G. Review of the Daily Service & HACCP Record from 02/01-28/19 showed there were no temperatures recorded at the beginning and end of meal service. During a telephone interview on 04/17/19 at 1:40 PM, the Director of Quality/Risk Management and the Certified Dietary Manager confirmed the findings that temperatures were not recorded at the beginning and end of meal service.
H. During an interview on 03/07/19 at 2:15 PM, the Chef was questioned about the temperatures not taken at the end of trayline. The Chef stated that it was not required because the trayline service was less than two hours. The Chef was questioned regarding the food temperature ranges not on the food temperature logs. The Chef stated that the temperatures were posted on the wall and staff were trained on food temperature ranges so they were not required to be on the log. The Chef stated that only the Supervisors would initial when the temperatures were checked.
I. During an interview on 03/07/19 at 2:30 PM, the Chief Nursing Officer (CNO) and Director of Quality/Risk Management were asked when trays were delivered to the nursing units. Both stated that breakfast was at 7:30 AM; Lunch at 12:00 Noon; and Dinner at 5:00 PM. The CNO stated that the kitchen also delivered meals to the sister hospital next to the facility.
J. During an interview on 03/08/19 at 8:54 AM to 9:04 AM with Certified Dietary Manager (CDM), the following was discussed:
1) The CDM stated that temperature requirements were posted above the sink in the cooks preparation area and were not required to be listed on the logs.

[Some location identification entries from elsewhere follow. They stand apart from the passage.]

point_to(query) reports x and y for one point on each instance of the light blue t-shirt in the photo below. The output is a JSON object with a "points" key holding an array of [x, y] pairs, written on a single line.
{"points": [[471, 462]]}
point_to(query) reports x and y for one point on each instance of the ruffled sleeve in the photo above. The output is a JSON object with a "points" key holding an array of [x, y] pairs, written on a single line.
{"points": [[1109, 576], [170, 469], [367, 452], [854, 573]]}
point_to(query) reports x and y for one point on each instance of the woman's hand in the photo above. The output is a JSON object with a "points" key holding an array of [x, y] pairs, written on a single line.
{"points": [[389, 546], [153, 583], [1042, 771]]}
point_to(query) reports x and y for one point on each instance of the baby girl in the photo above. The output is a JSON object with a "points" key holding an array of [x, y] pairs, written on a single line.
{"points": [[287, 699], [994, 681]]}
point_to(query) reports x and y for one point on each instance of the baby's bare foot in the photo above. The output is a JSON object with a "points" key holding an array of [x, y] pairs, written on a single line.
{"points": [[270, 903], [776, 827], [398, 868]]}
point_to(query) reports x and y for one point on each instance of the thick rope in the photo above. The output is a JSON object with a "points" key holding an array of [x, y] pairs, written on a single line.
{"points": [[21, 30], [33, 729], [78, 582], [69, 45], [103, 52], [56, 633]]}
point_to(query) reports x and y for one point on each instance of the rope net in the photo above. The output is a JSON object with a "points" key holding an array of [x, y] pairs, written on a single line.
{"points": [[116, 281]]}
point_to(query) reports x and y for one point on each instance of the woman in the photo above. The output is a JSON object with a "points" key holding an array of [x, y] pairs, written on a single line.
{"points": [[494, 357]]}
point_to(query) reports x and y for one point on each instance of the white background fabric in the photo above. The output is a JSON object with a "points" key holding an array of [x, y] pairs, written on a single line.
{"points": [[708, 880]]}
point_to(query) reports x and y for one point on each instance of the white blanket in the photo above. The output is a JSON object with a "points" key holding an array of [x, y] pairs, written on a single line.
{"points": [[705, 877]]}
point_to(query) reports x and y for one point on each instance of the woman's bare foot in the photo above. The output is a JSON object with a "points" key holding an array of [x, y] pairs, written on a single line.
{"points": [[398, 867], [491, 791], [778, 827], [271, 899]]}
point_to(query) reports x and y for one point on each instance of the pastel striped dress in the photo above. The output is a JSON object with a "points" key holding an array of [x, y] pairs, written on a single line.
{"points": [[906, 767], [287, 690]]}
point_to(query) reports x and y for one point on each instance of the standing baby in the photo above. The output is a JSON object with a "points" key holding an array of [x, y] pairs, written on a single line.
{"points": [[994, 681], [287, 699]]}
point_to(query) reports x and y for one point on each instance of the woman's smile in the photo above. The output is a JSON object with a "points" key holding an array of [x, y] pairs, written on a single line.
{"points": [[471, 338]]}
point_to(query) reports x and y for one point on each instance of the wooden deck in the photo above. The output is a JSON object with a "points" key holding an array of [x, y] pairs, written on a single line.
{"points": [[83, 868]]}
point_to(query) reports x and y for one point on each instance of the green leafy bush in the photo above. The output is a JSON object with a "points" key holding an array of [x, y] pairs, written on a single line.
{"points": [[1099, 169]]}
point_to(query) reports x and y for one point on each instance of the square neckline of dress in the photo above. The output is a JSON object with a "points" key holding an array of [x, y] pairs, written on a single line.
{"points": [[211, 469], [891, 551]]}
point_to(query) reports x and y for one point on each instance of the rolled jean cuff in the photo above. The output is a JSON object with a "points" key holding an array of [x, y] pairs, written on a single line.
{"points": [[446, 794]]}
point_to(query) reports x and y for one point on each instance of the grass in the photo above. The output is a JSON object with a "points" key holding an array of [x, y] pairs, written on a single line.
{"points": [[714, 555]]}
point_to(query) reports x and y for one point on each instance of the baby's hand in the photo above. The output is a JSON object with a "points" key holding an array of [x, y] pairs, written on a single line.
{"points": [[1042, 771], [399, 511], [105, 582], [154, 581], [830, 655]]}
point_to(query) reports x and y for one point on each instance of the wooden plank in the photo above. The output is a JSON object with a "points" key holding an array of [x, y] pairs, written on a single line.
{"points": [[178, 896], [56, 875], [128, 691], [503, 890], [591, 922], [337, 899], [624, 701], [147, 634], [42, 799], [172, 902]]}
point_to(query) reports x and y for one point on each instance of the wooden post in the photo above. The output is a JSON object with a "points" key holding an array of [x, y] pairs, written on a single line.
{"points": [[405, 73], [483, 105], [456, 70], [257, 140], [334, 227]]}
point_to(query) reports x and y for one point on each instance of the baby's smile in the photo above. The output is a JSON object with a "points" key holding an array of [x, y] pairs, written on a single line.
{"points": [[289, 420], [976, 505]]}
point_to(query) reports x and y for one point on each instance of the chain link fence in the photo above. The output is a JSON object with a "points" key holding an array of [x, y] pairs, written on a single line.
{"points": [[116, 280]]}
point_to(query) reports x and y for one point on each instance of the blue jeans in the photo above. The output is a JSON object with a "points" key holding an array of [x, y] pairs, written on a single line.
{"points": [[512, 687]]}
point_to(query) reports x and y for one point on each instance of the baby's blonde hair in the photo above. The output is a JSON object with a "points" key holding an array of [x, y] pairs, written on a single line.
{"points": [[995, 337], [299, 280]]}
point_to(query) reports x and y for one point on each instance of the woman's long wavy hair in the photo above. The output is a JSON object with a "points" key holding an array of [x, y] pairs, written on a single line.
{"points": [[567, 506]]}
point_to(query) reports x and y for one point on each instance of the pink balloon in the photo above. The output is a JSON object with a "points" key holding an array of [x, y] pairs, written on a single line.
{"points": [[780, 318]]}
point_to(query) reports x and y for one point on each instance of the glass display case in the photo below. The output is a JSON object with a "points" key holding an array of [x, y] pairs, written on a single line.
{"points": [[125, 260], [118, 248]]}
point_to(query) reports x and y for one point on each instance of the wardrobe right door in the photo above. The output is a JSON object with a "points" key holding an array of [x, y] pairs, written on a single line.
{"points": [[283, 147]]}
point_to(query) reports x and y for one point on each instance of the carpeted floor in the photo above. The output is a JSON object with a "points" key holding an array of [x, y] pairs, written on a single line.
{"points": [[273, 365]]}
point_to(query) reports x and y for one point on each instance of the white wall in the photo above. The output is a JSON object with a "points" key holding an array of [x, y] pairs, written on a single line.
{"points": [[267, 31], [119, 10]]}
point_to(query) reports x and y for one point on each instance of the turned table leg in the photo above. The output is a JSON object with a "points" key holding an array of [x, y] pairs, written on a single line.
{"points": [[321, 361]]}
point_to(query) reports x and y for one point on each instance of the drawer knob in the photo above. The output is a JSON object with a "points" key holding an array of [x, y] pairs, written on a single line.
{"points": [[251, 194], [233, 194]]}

2) The CDM stated that the trayline was set up 30 minutes before serving time. Breakfast 6:15-6:30 AM; Lunch 11:15 AM; and Dinner 4:15 PM.
3) The CDM stated that the trayline normally lasted only one hour so the temperature at the end of trayline was not required. The CDM stated that they used to do temperatures at the end of trayline but were told they did not have to do it anymore.
H. During an interview on 03/08/19 at 11:12 AM, Food Service Employee #1 was questioned about taking temperatures at the end of trayline services. Food Service Employee #1 stated that at one time they were required to take the temperature and the Supervisor signed off after them on the logs.
K. During an interview on 03/08/19 at 11:15 AM, Food Services Employee #2 was questioned about taking food temperatures. Food Service Employee #2 stated that she took the temperatures as the food was being cooked but did not record the temperature. Food Services Employee #2 stated that temperatures were taken when put on the trayline.